With one of the wettest Wimbledon tennis tournaments on record in Great Britain and with intransigent heat in the US Southwest, it's easy to believe suggestions that dust from Mt. St Helens is affecting the weather.

However, climatologists at the Environmental Data Service (EDS) of the US National Atmospheric and Oceanic Administration (NOAA) remain skeptical. They still cannot find enough dust to convince themselves it will have any significant weather effect.

The suggestions come from a variety of sources. Japanese meteorologists claim to have detected a dust veil 30 kilometers high over their area that they think could cause cooling, according to news reports. Other reports have quoted British climatologist H. H. Lamb as suggesting that a high-altitude dust veil is responsible for making Britain unusually cold and wet.

And in the United States, NOAA meteorologist Kirby Hanson warned recently that Mt. St Helens dust might interfere with research to detect any warming due to accumulation in the air of the heat-absorbing gas carbon dioxide released by burning fossil fuels. Any cooling by the dust, he said, "would likely rule out early detection of carbon dioxide-induced temperature changes." However, he did not say there definitely will be such cooling -- a subtlety news reports of his statement have tended to overlook.

All of this might lead one to suspect that volcanic dust may be to blame for some of this summer's "freak" weather. The heat wave in the US Southwest might then be part of a weather pattern set up at least partially be colling at higher latitudes.

The problem with using the dust as a scapegoat, however, is that US monitoring stations cannot find much of it.

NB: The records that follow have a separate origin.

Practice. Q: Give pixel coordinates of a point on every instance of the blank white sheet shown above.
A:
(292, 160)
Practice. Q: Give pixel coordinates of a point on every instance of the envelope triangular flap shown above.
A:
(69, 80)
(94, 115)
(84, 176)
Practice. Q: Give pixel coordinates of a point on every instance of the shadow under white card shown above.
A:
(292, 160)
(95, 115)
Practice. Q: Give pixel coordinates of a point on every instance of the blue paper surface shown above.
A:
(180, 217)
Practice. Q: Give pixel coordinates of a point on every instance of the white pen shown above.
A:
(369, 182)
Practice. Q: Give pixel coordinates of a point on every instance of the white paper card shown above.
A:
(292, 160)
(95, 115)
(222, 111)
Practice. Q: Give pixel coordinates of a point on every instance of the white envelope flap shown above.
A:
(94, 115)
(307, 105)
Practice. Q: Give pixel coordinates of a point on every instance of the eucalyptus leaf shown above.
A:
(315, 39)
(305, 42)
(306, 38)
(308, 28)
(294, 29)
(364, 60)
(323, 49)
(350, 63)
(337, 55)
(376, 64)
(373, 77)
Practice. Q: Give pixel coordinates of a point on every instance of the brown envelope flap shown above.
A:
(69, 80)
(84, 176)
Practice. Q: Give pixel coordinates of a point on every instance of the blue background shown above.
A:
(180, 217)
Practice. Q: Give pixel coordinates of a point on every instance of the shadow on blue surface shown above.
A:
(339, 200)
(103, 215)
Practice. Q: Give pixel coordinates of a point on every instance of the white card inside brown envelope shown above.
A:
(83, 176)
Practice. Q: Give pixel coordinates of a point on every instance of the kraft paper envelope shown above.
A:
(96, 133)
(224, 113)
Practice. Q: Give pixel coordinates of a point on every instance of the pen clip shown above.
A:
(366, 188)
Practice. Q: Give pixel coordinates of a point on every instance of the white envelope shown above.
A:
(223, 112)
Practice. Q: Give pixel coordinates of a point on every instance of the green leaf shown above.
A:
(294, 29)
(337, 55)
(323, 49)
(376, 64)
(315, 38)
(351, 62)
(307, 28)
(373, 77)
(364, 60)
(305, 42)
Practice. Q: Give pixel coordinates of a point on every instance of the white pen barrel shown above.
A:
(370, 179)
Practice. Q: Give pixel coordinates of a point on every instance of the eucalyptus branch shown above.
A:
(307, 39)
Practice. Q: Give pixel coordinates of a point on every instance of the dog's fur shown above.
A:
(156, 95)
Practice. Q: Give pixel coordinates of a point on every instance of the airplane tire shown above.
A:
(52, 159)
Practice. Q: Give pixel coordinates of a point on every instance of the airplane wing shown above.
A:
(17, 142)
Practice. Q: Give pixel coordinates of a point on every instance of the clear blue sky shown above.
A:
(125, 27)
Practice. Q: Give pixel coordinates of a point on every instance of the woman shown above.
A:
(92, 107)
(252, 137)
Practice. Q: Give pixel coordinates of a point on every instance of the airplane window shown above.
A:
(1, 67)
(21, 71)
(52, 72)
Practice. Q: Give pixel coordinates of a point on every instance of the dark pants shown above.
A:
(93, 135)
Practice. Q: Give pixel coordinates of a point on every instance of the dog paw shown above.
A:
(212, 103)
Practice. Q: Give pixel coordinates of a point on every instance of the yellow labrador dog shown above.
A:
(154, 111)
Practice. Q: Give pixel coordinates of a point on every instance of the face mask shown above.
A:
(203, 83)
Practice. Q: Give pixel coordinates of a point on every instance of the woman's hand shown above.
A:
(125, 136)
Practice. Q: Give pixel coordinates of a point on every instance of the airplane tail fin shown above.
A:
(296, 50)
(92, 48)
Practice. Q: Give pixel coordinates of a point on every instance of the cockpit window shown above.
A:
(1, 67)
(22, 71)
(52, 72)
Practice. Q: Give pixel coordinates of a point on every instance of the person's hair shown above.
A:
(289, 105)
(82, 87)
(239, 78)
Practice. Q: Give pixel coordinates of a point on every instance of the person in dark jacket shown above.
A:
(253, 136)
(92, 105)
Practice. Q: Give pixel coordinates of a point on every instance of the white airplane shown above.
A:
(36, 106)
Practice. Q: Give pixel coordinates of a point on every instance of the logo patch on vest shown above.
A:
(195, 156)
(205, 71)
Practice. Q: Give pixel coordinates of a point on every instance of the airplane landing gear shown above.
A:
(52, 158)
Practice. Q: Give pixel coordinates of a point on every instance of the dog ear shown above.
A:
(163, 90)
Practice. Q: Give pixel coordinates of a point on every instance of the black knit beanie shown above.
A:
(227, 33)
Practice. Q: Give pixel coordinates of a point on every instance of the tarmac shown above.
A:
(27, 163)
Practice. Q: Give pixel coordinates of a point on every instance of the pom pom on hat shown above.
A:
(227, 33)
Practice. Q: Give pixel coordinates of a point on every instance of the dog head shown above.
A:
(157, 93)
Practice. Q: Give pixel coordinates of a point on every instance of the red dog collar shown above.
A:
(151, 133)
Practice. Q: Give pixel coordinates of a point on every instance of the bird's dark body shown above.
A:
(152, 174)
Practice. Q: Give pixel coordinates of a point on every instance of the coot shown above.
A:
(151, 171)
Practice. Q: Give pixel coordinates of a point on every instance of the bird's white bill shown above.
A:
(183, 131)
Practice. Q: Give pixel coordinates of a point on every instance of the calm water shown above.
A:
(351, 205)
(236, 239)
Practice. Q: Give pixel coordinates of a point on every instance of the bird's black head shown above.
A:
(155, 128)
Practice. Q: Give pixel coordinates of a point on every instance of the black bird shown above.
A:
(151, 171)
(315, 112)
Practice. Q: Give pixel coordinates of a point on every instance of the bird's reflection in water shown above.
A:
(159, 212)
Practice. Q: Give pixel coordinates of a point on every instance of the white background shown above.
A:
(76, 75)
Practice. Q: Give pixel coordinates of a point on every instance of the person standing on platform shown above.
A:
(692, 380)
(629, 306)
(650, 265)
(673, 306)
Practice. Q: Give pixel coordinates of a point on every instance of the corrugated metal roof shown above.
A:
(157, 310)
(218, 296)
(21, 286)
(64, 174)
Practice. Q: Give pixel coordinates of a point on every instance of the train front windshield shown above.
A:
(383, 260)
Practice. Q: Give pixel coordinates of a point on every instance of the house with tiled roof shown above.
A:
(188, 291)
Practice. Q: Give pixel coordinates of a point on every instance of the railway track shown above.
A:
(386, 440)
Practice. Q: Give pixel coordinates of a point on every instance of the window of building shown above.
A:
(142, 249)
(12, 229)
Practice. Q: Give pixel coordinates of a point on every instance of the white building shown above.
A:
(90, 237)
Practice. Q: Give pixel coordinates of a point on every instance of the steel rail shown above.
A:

J. Murray Mitchell Jr., senior climatologist at EDS, notes that lidar (laser radar) used by the US has seen no high-level dust. It has picked up sporadic dust clouds, typically at 13 to 16 kilometers. Yet there has not been enough of it even to dim the sun noticably, as Dr. Mitchell's colleague Lester Machta reported at congressional briefings July 11.

Thus, Dr. Mitchell says, it is hard to see how dust from Mt. St Helens could cause enough cooling to soak Wimbledon. It is even harder to see how it might be forcing the Southwestern heat wave in the US.

"We've been sitting around here trying to figure out a connection, but we just can't come up with anything plausible," Dr. Mitchell says.

Neither the British cold nor the Southwest heat is outside the range of present climate. In fact, the heat wave reminds meteorologists of the drought patterns of the mid-1950s. Dr. Mitchell notes, "The atmosphere has many ways to cross its legs and this just happens to be a way of doing it that is comfortable right now."